Dave Bittner: [00:03:07] All good things come to an end. The criminal proprietors of GandCrab ransomware say they've made enough money - $2.5 billion, if they are to be believed - and that they plan to call it a day and retire at the end of June to enjoy a well-deserved retirement. They advise hold-out victims to act now and pay up soon, which isn't necessarily good advice, of course, since it's not exactly what the lawyers would call an admission against interest. GandCrab appeared in January 2018 and quickly became a black market leader. The GandCrab gang can't resist a little crowing. They said, we have now proven that, by doing evil deeds, retribution does not come. Well, not yet, but retribution can reach you in retirement and on the lam.

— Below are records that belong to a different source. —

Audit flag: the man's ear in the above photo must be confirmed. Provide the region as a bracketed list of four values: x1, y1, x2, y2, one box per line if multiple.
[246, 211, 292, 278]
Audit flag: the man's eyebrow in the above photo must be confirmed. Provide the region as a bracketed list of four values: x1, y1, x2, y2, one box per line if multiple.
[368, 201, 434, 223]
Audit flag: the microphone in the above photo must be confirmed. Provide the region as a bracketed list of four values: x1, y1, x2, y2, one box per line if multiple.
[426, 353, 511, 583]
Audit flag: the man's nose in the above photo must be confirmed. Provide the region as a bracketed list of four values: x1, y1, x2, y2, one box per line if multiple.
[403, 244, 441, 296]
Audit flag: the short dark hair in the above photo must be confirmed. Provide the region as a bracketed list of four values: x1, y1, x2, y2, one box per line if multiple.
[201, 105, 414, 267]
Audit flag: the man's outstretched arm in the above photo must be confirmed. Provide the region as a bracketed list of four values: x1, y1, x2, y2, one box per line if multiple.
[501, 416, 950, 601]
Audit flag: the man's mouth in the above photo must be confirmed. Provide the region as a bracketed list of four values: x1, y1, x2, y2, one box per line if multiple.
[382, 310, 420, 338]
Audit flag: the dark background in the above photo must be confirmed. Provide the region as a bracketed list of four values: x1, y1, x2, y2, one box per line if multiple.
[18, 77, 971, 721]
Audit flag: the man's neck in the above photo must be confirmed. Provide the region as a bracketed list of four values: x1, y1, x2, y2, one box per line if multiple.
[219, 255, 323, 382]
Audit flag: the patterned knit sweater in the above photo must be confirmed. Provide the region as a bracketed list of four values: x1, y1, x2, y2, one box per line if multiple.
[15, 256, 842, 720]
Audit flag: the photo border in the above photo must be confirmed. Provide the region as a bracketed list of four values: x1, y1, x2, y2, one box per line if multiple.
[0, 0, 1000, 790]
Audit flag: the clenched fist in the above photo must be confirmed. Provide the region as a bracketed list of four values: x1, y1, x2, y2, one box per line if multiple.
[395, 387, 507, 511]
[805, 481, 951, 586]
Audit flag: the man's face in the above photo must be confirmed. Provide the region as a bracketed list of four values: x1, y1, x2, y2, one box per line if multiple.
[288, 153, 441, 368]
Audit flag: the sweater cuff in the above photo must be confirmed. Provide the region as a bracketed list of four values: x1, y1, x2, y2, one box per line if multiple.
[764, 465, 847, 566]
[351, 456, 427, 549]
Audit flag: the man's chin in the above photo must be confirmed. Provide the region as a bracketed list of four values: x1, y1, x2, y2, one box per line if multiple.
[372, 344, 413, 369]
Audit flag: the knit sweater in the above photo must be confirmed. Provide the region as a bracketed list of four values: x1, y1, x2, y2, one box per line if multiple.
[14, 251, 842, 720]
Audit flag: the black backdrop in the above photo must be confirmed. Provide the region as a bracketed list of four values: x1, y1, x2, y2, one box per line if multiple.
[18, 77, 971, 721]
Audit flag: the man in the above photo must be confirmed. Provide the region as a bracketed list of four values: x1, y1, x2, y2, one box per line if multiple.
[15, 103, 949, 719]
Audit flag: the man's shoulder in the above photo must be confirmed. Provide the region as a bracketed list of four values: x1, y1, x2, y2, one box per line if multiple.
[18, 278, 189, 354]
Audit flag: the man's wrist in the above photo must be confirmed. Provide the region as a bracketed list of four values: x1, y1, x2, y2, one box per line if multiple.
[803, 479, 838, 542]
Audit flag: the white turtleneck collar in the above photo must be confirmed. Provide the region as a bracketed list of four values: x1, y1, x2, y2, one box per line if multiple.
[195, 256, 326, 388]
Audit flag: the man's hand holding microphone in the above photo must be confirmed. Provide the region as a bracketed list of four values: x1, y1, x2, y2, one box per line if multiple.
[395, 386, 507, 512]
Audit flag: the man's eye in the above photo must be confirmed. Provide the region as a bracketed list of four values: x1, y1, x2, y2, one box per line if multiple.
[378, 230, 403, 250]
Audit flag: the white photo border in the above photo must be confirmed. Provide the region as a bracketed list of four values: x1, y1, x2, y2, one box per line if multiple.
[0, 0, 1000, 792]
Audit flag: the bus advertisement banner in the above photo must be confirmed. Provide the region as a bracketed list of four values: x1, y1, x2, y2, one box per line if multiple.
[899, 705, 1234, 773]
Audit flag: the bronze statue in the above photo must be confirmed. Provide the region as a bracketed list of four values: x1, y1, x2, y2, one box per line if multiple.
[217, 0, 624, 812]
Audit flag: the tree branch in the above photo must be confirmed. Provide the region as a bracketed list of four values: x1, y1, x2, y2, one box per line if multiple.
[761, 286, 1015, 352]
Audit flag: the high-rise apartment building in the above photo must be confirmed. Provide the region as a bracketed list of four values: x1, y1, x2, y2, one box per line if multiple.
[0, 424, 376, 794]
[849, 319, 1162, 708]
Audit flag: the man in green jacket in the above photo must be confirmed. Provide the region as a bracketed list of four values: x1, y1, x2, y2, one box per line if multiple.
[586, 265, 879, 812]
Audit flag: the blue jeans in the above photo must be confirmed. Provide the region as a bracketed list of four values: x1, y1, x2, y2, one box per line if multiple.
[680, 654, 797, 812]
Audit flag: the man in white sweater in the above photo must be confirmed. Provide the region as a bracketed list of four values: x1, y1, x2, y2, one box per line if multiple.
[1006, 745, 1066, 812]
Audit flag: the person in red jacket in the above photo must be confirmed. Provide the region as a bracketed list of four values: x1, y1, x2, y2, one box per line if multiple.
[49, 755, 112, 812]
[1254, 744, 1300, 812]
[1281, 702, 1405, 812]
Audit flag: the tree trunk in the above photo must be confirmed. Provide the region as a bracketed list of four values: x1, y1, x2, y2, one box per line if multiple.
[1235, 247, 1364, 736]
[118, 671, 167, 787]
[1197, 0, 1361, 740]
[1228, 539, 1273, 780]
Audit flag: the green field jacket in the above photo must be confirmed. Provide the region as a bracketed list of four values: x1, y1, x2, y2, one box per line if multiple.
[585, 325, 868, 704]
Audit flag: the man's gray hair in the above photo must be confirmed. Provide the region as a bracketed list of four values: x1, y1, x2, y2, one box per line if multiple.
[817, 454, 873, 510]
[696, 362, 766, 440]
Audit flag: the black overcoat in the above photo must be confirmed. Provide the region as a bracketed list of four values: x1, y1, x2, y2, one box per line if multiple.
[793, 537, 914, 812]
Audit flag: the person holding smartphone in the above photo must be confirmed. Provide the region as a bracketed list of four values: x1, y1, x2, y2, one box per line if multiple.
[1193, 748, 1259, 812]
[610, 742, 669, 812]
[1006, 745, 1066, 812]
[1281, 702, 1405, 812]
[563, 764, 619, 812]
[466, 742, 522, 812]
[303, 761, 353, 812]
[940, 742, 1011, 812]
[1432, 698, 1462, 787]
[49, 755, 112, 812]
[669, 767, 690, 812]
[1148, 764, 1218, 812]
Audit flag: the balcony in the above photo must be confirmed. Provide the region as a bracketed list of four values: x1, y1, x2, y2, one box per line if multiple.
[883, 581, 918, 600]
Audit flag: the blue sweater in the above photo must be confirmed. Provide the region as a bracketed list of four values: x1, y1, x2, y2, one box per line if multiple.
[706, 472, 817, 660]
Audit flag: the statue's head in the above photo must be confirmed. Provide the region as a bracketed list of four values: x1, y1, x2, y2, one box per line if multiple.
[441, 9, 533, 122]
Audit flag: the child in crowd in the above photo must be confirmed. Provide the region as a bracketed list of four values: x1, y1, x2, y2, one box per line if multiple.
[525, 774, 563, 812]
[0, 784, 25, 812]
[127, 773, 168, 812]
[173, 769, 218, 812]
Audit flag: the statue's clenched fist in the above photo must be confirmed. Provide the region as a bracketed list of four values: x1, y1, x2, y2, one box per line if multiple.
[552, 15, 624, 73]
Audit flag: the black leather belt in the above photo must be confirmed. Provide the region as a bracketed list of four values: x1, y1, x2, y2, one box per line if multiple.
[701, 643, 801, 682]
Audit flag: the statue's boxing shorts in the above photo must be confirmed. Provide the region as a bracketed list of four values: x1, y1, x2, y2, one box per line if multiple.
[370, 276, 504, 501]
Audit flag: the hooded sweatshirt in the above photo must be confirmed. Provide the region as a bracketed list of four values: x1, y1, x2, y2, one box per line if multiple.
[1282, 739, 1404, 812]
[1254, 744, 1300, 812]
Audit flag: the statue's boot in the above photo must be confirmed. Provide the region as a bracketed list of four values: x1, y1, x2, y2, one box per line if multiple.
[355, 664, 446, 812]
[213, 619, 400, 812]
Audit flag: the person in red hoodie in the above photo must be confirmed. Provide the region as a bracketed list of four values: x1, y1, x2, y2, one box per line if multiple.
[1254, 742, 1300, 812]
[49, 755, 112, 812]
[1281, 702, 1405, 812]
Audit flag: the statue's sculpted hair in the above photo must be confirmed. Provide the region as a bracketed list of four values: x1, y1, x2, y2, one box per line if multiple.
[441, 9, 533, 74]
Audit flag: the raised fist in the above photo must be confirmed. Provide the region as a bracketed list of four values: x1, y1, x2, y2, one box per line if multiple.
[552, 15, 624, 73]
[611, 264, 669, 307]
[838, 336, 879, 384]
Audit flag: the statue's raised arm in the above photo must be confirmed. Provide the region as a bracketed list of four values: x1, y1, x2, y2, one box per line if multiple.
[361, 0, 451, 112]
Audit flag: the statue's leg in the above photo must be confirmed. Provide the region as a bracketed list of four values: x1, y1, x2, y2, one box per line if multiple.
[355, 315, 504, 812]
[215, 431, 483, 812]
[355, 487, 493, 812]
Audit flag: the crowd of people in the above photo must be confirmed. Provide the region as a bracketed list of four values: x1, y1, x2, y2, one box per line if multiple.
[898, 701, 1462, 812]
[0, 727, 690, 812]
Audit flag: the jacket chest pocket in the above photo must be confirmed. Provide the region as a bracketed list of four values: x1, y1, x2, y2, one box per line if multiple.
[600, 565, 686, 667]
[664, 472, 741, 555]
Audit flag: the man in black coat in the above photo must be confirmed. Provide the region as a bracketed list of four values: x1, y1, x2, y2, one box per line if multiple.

Dave Bittner: [00:03:53] Trend Micro describes BlackSquid, a criminal campaign that distributes the XMRig miner. For now, the campaign is after Monero cryptocurrency, but there is no reason to think its approach can't and won't be used to drop other payloads in the future. BlackSquid is interestingly complex. It appears to make use of at least eight distinct exploits, several of them well-known and, in principle, patched.
Dave Bittner: [00:04:18] NSA denied, in discussions with Maryland Representative Ruppersberger, that the agency's tools had anything to do with the Baltimore ransomware attack. In particular, NSA said it had no evidence that the EternalBlue vulnerability played a role in the incident. Some have read this as a non-denial denial - for example, The Washington Post - but the general sentiment seems to be that Baltimore is far more sinning than sinned against.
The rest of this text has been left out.